Gülcan Kaplan - Yardımseverlik, Türk toplumunun en önemli özellikleri arasında yer alıyor. Dini, ırkı ne olursa olsun, komşu ülkelerden Asya'nın uzak noktalarına, Amerika'dan Afrika'ya kadar dünyanın neresinde deprem, tsunami, sel, yangın olsa, kuraklık ya da yoksulluk gibi nedenlerle açlık, sefalet, salgın hastalıklar baş gösterse, Türkiye'nin yardım eli oraya uzanıyor.
Son dönemde, başta Somalililer olmak üzere kronik açlıkla yüz yüze kalan milyonlarca Afrikalı için geçmiş yıllarda olduğu gibi çocuğundan yaşlısına, ev kadınından iş adamına, öğrencisinden memuruna yediden yetmişe adeta seferber olan Türk halkı, toplanan milyonlarca lirayla yardımseverliğini bir kez daha kanıtlarken, bu hassasiyetin toplumu ayakta tutan en önemli ögelerin başında geldiğini gözler önüne sererek dünyaya örnek oluyor.
Hafızaları çok zorlamadan, arşivleri karıştırmadan hemen akla gelen ve dünyaya örnek gösterilen bu yardımlardan bazıları şöyle:
''Yunanistan ve Pakistan'daki depremlerde felaketzedelerin yardımına ilk Türkiye koşarken, Japonya, Haiti gibi uzak ülkelerdeki depremlerde de yine yaraların sarılması için arama kurtarma çalışmalarına Türk ekipleri katıldı, Türk doktorlar depremzedelerin yardımına gitti.

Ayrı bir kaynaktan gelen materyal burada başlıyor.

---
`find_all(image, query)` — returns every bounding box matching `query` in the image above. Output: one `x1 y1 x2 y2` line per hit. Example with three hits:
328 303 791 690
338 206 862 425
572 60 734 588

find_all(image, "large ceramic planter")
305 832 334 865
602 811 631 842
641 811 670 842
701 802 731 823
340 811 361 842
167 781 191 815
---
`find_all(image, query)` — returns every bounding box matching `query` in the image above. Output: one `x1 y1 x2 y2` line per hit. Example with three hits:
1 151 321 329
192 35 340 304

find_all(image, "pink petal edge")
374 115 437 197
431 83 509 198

Endonezya'daki tsumami felaketinin ardından Türk kuruluşları halkın çadır, yemek ve tedavi ihtiyaçlarını karşıladı, Arnavutluk'taki sel felaketinin ardından Türk uçaklarıyla gıda ve yardım malzemesi nakli yapıldı, afetzedelerin tahliyesi sağlandı.

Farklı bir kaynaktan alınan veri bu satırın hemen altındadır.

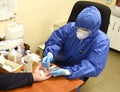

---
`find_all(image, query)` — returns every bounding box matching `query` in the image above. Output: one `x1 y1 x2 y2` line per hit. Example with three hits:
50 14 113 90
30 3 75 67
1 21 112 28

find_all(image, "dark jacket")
0 73 34 90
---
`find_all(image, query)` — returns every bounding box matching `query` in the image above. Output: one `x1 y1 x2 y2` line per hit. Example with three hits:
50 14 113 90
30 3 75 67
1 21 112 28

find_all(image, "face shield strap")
76 27 91 40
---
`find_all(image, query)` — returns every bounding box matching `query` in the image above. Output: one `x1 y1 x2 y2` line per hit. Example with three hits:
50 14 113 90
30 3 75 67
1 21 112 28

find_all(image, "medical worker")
0 66 51 92
42 6 110 80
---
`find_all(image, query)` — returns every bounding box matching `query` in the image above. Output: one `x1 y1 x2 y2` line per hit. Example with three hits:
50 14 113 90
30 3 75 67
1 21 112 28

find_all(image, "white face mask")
77 28 90 40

Dünyanın en fakir bölgelerinden birisi olan Sudan'ın Darfur bölgesindeki mülteci kamplarına Sudanlı devlet yetkilileri bile giremezken, Türk yardım dernekleri kolaylıkla kamplara girip yardım dağıtabildi. Nyala'da Kızılay tarafından kurulan sahra hastanesinde Türk doktorları şifa dağıttı.
Yunanistan ve İsrail başta olmak üzere komşu ülkelerde meydana gelen orman yangınlarında Türkiye'den yangın söndürme uçakları gönderildi.

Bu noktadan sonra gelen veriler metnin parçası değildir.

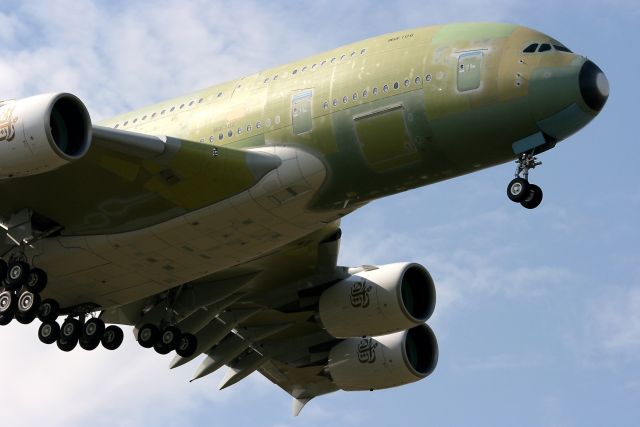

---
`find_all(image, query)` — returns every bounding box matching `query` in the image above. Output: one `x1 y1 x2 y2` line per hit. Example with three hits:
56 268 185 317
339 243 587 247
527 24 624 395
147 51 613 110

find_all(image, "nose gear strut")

Gönüllü Türk doktorları yıllardır Afrika'ya, Lübnan'a, Filistin'e derman oldu, olmaya devam ediyor.
Libya'da geçtiğimiz aylarda meydana gelen iç karışıklıkta yaralananların imdadına yine Türkiye koştu. Yüzlerce Libyalı yaralı, gemilerle, uçaklarla alınıp Türkiye'ye getirilerek tedavi edildi ve sağlıklarına kavuşmuş olarak ülkelerine gönderildi.''
-''YARDIMI SEVMEMİZ HEM TÜRKLÜK HEM DE İSLAMİYETLE İLGİLİ''-
Türk Kültürü ve Sanat Derneği Başkanı, Celal Bayar Üniversitesi Tıp Fakültesi Öğretim Üyesi Prof. Dr. Ali Vefa Yücetürk, AA muhabirine yaptığı açıklamada, bu yardımseverliğin iki etkene bağlı olduğunu belirterek, ''Bunu bir Türk kültürü, bir de İslam kültürüyle açıklamak mümkün'' dedi.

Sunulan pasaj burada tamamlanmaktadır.